Despite all that, I still manage to run on a semi-regular basis. Forget any real training plan – weather and life in Samoa don’t allow for planned schedules like that. It’s unbeatable for clearing my mind, and it’s the easiest way to exercise. Not to mention, it’s part of my Pisikoa identity now. Everyone in my district knows that I’m the palagi who runs on the road. I go both directions out from my fale. For short but high-intensity runs, I turn to the left. It’s all rolling hills, with a couple that feel more like mountains than of hills. For long runs, I turn to the right. Past the first mile, it’s basically flat, and it’s all along the coast so the scenery is gorgeous. And no matter which direction I go, I get people waving to me and calling out my name.

I prefer to run alone because I see it as meditation, so I always try to gently but firmly discourage kids who chase me or run alongside me. If I can’t discourage them, they eventually drop out because I usually have more endurance than them. However, more and more kids have been asking to run with me. The other day, one of my Year 5 students brought it up in class, and all of a sudden the entire class was begging to run with me. What could I say to that? So I told them we would go running together after school on Friday (schedule a specific time to run with kids so I can still keep my other runs to myself for the purpose of peace of mind).

Year 5 quickly spilled over into Year 6 and 7, then Year 4 and 8 heard about it, and by Friday, almost every single kid in school was planning to run with me. What could I do with 170 students on the road? Nothing, so we limited it to Years 4-8 because those are the grades I work with and they are familiar with me. I sent up a frantic prayer asking that no kid get hit by a car, and we set off. We left from the school, went to the edge of the village, and came back to the school. We encountered plenty of cars, but all the kids have enough experience with the road to know to get out of the way when cars come along, so fortunately there were no casualties. We ran a little, walked a little, ran a little more, and then took a break at our halfway point. Then we repeated the whole thing until we got back to school. A couple kids looked like they were going to pass out or maybe die by the end, but they all just walked it off and everyone told me it was great and that they’re going to do it again next week. Who knows? Some of them were still really excited about it when it was all over with.

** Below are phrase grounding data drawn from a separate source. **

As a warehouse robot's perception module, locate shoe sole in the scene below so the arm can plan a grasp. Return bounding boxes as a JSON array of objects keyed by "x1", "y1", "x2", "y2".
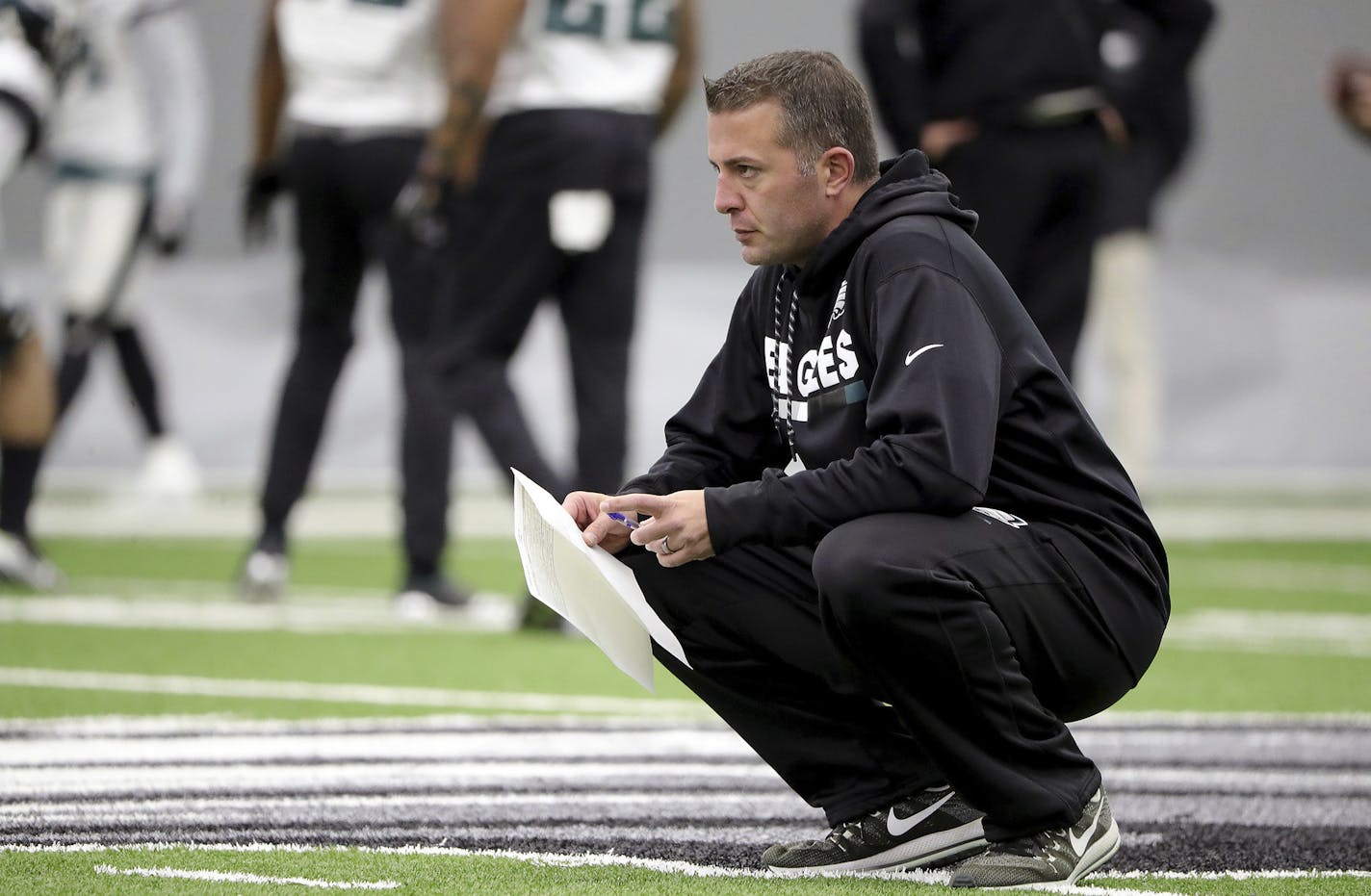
[
  {"x1": 983, "y1": 818, "x2": 1120, "y2": 889},
  {"x1": 766, "y1": 818, "x2": 987, "y2": 877}
]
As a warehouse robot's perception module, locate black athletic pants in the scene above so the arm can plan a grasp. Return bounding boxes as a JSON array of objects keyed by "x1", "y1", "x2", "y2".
[
  {"x1": 937, "y1": 123, "x2": 1106, "y2": 378},
  {"x1": 262, "y1": 132, "x2": 453, "y2": 573},
  {"x1": 442, "y1": 110, "x2": 651, "y2": 496},
  {"x1": 622, "y1": 512, "x2": 1164, "y2": 840}
]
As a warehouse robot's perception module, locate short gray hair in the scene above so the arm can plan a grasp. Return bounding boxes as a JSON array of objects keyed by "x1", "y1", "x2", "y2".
[{"x1": 705, "y1": 49, "x2": 880, "y2": 184}]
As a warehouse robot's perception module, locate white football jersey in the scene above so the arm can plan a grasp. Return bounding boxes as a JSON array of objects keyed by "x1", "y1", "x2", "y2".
[
  {"x1": 48, "y1": 0, "x2": 168, "y2": 170},
  {"x1": 485, "y1": 0, "x2": 676, "y2": 116},
  {"x1": 275, "y1": 0, "x2": 447, "y2": 129}
]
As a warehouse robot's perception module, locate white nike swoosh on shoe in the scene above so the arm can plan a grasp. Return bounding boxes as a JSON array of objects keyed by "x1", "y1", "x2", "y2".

I took my camera running with me, but unfortunately the battery died shortly after we hit our halfway mark, so I missed the best pictures – the ones of all the kids lying sprawled out on the road and the lawn during our walking/break periods. Next time. Also, for your viewing pleasure, my three pairs of running shoes, and what my laundry water looks like after I wash my running clothes. That particular picture actually shows the second round of soaking, not the first. It was a particularly sweaty and busy week, so I only washed my clothes once at the end of the week instead of rinsing them after each run.